Comments (15)
BVLC/caffe#1917
is this problem the same as this Issue?
from faster_rcnn.
I get a similar error. Matlab simply shuts down when re-running the matlab demo.
Often a reboot is required to get it to run again.
from faster_rcnn.
Yup, reboot is the only way for me to get it working again.
from faster_rcnn.
I can't reproduce this bug on Windows. Ross also hasn't reported this bug on Ubuntu.
In the head for script_faster_rcnn_demo, we clear caffe mex (mexLock() is commented), so there should be any error thrown by caffe in the second calling.
I think we should make sure that the mex is cleared on your machine as expected.
from faster_rcnn.
I can reproduce the error in linux. It's low priority since it just affects the demo script and not training or testing. To clarify comments in the thread: a "reboot" of the computer is not required, just a restart of matlab.
from faster_rcnn.
So... It seems to my that there is somehow a GPU memory leak. The GPU memory usage grows linearly with every iteration of the main loop, until MATLAB crashes.
Is it wrong to assume that GPU memory usage is relatively constant with each forward pass, after "warm-up" ?
from faster_rcnn.
So is it a problem that mex doesn't clean up after itself correctly after all?
- For me on Linux, the free gpu memory before the 2nd run (4205486080) is 1MB less than before the first run (4206583808). That looks like a leek indeed.

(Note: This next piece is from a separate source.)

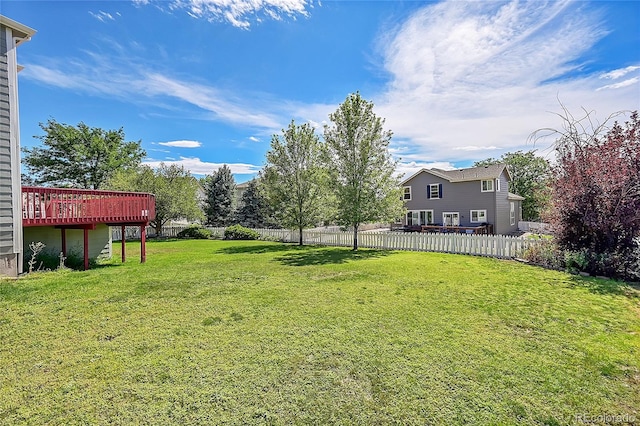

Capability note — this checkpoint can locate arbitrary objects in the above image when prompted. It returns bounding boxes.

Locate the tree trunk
[353,225,358,251]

- I also get a protobuf issue on the second run (Linux):
fast_rcnn startup done
GPU 1: free memory 4205486080
Use GPU 1
[libprotobuf ERROR google/protobuf/descriptor_database.cc:57] File already exists in database: caffe.proto
[libprotobuf FATAL google/protobuf/descriptor.cc:954] CHECK failed: generated_database_->Add(encoded_file_descriptor, size):
------------------------------------------------------------------------
std::terminate() detected at Mon Oct 12 13:07:26 2015
------------------------------------------------------------------------
Configuration:
Crash Decoding : Disabled
Crash Mode : continue (default)
Current Graphics Driver: Unknown software
Current Visual : None
Default Encoding : UTF-8
GNU C Library : 2.19 stable
Host Name : ip-172-31-21-65
MATLAB Architecture : glnxa64
MATLAB Root : /usr/local/MATLAB/R2015a
MATLAB Version : 8.5.0.197613 (R2015a)
OpenGL : software
Operating System : Linux 3.13.0-44-generic #73-Ubuntu SMP Tue Dec 16 00:22:43 UTC 2014 x86_64
Processor ID : x86 Family 6 Model 45 Stepping 7, GenuineIntel
Virtual Machine : Java 1.7.0_60-b19 with Oracle Corporation Java HotSpot(TM) 64-Bit Server VM mixed mode
Window System : No active display
Fault Count: 1
...
Stack Trace (captured):
[ 0] 0x00007f53a6b6570e /usr/local/MATLAB/R2015a/bin/glnxa64/libmwfl.so+00988942 _ZN2fl4diag5linux6x86_6412context_base12capture_dataEv+00000030
...
[ 12] 0x00007f52bd507c12 /usr/local/MATLAB/R2015a/bin/glnxa64/libprotobuf.so.8+00433170 _ZN6google8protobuf14DescriptorPool24InternalAddGeneratedFileEPKvi+00000194
[ 13] 0x00007f52bdc6c37c /home/ubuntu/src/faster_rcnn/external/caffe/matlab/+caffe/private/caffe_.mexa64+00443260
...
from faster_rcnn.
This bug does not just affect the demo script, but also training and testing on Ubuntu.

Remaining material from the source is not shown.